| I'm not a mathematician but I think these are valid concerns. I'm only very superficially familiar with the continuous entropy debate. My understanding is that the continuous version is not quite as mathematically ironclad as the discrete version. The concept of continuous entropy seems to make be useful for reasoning about things. That's been good enough for me. I don't know if Shannon would approve. As for the idea of using only the first two moments, to me, that's just based on the very Bayesian idea of reducing the number of parameters you work with in order to make your models more easily learnable and computable. Most of the time, you only have enough data to do parameter estimates on a limited number of parameters. As you add more parameters, it gets much more difficult to learn as well as mathematically and computationally difficult to manipulate. You also get diminishing returns in terms of predictive power. "The blessing of abstraction", reduction in the number of parameters and possible states in models is the best we have to deal with the "curse of dimentionality". Or as Yudkowski puts it: "Our physics uses the same theory to describe an airplane, and collisions in a particle accelerator - particles and airplanes both obey special relativity and general relativity and quantum electrodynamics and quantum chromodynamics. But we use entirely different models to understand the aerodynamics of a 747 and a collision between gold nuclei. A computer modeling the aerodynamics of the 747 may not contain a single token representing an atom, even though no one denies that the 747 is made of atoms. A useful model isn't just something you know, as you know that the airplane is made of atoms. A useful model is knowledge you can compute in reasonable time to predict real-world events you know how to observe. Physicists use different models to predict airplanes and particle collisions, not because the two events take place in different universes with different laws of physics, but because it would be too expensive to compute the airplane particle by particle. " However, when you do have enough data, easy enough equations and enough computing power to deal with higher moments, by all mean do so! |
And regarding the moments, it's just that the normal distribution is the only distribution with a finite number of non-zero moments. Therefore, constraining higher order moments is not so straight forward.
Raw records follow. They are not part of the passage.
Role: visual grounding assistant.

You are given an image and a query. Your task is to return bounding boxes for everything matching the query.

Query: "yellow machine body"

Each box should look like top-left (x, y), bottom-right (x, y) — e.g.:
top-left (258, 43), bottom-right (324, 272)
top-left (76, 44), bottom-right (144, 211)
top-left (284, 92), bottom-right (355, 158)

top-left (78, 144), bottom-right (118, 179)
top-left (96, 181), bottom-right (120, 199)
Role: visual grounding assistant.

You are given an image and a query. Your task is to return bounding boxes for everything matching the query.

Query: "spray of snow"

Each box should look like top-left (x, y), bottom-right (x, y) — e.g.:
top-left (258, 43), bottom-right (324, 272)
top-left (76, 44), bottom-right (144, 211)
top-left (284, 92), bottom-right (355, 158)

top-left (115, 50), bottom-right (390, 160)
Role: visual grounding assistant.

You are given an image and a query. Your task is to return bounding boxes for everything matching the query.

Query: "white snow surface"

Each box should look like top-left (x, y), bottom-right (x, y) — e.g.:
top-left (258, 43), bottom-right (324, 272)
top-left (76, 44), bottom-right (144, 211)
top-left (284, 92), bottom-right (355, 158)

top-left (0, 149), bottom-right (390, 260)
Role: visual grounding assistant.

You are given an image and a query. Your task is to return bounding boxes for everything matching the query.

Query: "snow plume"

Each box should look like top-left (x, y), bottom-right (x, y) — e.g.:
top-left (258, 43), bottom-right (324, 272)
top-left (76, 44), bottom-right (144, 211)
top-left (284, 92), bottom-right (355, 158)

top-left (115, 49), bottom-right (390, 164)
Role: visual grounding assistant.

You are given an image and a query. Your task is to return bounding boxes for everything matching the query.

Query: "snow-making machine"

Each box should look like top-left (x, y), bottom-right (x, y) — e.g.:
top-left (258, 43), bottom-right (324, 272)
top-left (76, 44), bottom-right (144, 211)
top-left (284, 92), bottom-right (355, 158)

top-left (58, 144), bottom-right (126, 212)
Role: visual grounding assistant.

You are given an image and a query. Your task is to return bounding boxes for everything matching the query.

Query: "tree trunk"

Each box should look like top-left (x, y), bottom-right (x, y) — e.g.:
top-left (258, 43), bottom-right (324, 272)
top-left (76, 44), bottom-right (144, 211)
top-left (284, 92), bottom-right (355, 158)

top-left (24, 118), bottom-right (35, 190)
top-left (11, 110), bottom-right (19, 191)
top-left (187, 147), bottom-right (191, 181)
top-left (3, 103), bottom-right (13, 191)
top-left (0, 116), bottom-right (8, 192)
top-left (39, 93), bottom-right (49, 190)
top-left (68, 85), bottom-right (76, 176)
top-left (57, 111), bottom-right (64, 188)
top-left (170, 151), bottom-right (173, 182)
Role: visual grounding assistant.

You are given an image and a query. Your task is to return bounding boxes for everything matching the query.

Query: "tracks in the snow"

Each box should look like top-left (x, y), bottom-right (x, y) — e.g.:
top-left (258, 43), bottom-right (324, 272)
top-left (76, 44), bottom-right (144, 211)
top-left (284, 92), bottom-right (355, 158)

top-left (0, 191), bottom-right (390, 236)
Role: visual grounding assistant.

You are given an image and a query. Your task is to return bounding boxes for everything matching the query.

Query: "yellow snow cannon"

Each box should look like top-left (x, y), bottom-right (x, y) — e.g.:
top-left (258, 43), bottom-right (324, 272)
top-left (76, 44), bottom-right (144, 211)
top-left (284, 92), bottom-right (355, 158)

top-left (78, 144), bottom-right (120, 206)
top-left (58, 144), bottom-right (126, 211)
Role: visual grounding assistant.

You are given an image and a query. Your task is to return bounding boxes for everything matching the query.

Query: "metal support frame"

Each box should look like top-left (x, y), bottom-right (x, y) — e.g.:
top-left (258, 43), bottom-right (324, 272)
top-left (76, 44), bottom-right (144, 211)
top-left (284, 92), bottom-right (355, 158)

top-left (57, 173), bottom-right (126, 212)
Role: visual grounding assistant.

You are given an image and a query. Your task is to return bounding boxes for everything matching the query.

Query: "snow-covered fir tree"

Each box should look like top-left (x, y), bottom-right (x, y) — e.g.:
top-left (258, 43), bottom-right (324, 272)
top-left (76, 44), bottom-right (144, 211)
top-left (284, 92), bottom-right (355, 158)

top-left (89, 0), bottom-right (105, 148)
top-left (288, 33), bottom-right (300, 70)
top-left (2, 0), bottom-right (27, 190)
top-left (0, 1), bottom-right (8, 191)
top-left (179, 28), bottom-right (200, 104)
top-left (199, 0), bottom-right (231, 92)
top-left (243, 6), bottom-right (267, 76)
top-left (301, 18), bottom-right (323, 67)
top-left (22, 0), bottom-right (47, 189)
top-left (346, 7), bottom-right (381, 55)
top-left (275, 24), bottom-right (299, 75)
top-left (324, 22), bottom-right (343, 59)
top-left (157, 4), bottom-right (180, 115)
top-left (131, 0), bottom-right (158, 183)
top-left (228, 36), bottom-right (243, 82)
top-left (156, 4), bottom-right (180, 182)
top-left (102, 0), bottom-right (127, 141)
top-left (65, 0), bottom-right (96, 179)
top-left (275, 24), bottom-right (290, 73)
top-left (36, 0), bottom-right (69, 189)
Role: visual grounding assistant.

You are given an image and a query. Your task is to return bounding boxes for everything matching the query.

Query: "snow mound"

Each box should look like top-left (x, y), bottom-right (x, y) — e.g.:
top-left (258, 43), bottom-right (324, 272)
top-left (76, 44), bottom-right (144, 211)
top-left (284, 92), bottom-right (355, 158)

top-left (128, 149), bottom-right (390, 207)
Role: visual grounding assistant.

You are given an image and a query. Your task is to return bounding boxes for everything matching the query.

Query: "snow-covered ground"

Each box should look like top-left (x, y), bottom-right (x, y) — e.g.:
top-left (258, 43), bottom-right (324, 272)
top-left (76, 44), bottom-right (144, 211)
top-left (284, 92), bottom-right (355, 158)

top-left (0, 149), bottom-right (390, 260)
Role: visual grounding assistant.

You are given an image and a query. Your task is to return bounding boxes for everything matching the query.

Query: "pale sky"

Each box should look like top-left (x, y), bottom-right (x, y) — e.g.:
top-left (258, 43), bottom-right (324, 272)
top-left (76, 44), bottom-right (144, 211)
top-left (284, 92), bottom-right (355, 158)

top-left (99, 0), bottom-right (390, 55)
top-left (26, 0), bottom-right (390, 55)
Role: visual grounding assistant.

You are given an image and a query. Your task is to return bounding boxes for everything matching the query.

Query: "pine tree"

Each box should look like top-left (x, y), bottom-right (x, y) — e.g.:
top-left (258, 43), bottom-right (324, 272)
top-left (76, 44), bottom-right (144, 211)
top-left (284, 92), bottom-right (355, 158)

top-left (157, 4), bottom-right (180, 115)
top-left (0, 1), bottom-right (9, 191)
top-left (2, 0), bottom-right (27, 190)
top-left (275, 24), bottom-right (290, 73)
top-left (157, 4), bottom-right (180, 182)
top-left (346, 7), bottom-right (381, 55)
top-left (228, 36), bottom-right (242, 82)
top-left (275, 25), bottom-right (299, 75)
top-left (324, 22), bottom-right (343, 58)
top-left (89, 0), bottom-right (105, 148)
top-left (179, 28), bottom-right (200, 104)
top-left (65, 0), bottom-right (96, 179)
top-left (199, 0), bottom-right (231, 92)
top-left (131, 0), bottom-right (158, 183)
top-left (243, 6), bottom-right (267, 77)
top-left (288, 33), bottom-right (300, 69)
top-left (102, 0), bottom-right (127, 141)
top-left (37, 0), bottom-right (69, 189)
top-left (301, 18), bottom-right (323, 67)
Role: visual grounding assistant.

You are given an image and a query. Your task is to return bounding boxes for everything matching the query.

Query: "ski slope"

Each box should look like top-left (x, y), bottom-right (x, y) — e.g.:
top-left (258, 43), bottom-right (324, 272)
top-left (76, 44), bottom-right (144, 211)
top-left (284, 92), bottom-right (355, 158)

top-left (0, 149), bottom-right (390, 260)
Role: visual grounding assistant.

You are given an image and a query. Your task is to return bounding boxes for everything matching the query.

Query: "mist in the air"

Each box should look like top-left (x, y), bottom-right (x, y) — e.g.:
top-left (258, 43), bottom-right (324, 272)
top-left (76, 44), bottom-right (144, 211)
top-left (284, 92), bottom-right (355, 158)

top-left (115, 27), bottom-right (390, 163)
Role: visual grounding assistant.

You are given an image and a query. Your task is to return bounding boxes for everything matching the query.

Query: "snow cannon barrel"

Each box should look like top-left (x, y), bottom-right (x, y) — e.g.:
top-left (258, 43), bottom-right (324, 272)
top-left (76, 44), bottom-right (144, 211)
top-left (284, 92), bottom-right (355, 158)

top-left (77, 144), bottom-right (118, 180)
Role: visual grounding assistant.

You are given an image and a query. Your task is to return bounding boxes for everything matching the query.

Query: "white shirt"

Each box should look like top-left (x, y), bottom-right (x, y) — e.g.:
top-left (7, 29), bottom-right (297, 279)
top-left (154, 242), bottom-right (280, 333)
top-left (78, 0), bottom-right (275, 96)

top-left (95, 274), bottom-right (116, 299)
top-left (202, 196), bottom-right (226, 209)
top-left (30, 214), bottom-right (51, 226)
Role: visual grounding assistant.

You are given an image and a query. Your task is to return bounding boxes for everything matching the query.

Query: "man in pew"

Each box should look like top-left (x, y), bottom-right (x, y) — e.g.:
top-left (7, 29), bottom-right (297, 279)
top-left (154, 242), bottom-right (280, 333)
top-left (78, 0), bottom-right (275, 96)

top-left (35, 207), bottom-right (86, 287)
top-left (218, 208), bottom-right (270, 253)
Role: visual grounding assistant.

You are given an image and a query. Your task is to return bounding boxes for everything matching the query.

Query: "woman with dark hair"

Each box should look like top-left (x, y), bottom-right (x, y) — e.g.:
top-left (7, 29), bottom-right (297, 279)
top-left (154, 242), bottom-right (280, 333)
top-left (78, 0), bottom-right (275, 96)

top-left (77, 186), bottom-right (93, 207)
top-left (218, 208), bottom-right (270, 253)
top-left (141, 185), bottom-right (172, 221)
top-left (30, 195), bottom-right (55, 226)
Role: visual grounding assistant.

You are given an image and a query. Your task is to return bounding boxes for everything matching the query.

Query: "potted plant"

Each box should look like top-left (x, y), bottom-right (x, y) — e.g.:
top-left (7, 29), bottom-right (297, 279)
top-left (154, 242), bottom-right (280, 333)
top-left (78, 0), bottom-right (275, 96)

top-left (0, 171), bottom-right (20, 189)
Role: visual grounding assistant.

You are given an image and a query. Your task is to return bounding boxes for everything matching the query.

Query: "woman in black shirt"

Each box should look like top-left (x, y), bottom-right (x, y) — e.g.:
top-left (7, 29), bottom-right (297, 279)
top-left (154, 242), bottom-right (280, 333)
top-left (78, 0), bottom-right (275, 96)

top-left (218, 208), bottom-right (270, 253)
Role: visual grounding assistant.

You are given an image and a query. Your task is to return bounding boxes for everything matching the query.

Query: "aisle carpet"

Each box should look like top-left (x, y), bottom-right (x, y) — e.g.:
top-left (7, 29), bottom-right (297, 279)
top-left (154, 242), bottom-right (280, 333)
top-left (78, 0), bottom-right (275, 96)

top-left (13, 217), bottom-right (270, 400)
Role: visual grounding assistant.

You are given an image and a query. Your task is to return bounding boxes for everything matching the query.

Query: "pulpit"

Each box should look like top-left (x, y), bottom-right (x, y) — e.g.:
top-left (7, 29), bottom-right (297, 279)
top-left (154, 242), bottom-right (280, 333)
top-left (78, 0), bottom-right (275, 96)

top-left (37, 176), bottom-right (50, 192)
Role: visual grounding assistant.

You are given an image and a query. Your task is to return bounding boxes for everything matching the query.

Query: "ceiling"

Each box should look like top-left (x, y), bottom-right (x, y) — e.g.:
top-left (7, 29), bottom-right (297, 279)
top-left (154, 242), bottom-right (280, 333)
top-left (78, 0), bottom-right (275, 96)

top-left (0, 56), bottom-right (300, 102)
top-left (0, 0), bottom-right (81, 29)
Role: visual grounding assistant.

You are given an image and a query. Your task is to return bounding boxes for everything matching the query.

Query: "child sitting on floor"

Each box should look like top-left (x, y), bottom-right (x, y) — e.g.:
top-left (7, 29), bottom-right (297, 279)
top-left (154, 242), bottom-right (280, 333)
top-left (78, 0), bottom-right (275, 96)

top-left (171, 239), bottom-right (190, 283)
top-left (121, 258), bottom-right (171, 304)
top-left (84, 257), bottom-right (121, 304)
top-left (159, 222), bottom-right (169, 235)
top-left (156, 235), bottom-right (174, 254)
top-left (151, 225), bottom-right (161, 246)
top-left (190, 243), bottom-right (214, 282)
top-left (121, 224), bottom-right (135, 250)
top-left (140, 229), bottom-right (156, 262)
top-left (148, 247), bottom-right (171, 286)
Also might be worth noting that technically, if one was sufficiently UNreasonable, one could constrain the target distribution to take on specific values given specific inputs. This would not be very useful in any real-world applications. Then choosing between constraining only the first moment ("minimal" constraints), or constraining each point you've observed to take on the normalized frequency ("maximal" constraints) becomes entirely up to you. Therefore I don't see quite how maxent models give us the tools for deciding between complexity and accuracy, as the maxent models can be on either end of the spectrum depending on what constraints we choose.
(Unsure if you were implying that it did, but nonetheless it might be something to note.)